One of the main reasons for using mobile pet services is to save time. But some services are geared toward just brightening your dog’s day. Canine companions in New Hampshire, for example, know that when they hear an ice cream truck, they won’t be left out. Located in Exeter on the seacoast, Yoghund creates organic frozen yogurt treats for dogs. The treats are carried by a local vendor with two fleets of ice cream trucks traveling in three territories – customer Sue Onufer says her 14-year-old beagle loves having these delicious treats delivered almost to their door.
To help control animal populations, the ASPCA offers mobile spay and neuter clinics in New York’s five boroughs. Each mobile unit has the ability to operate on 25 dogs and cats per day. Low income families or those with pit bulls or pit mixes are eligible for no-cost surgeries. Microchipping is available as well, and all animals are tattooed to identify them as spayed or neutered.
Limo service is not just for humans.

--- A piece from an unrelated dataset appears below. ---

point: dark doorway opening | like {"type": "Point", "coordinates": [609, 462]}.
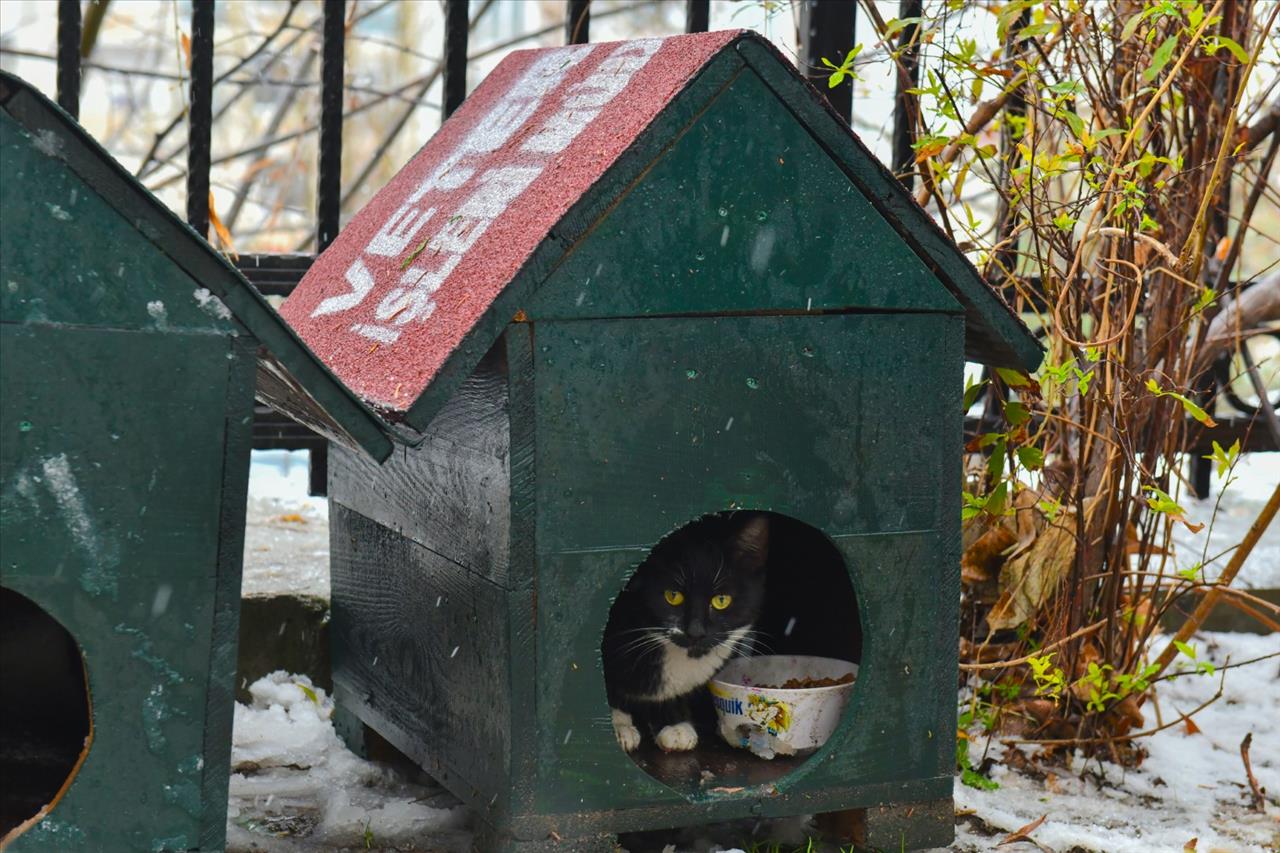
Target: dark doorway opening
{"type": "Point", "coordinates": [45, 724]}
{"type": "Point", "coordinates": [809, 609]}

When necessary, you can hire companies that will safely transport your animal companion long distances. “Our dogs were with me in Vancouver but needed to be with my husband in Los Angeles,” says Dianna Davis. “I didn’t want to put them through the stress of flying so I booked their trip with Royal Paws, an animal transport company. They used two drivers in an SUV – professionally trained dog handlers – so my dogs were in LA the following morning, even after a three-hour delay at the border.”
Photos posted on Facebook by the company allowed Dianna to follow her dogs’ journey. “Your dog can have his own food, bedding and toys, walks every few hours and is never left unattended,” Dianne says. “The price can be hard to swallow, but when you add up the cost of doing it yourself, there isn’t that much difference. It’s door to door service. It’s peace of mind.”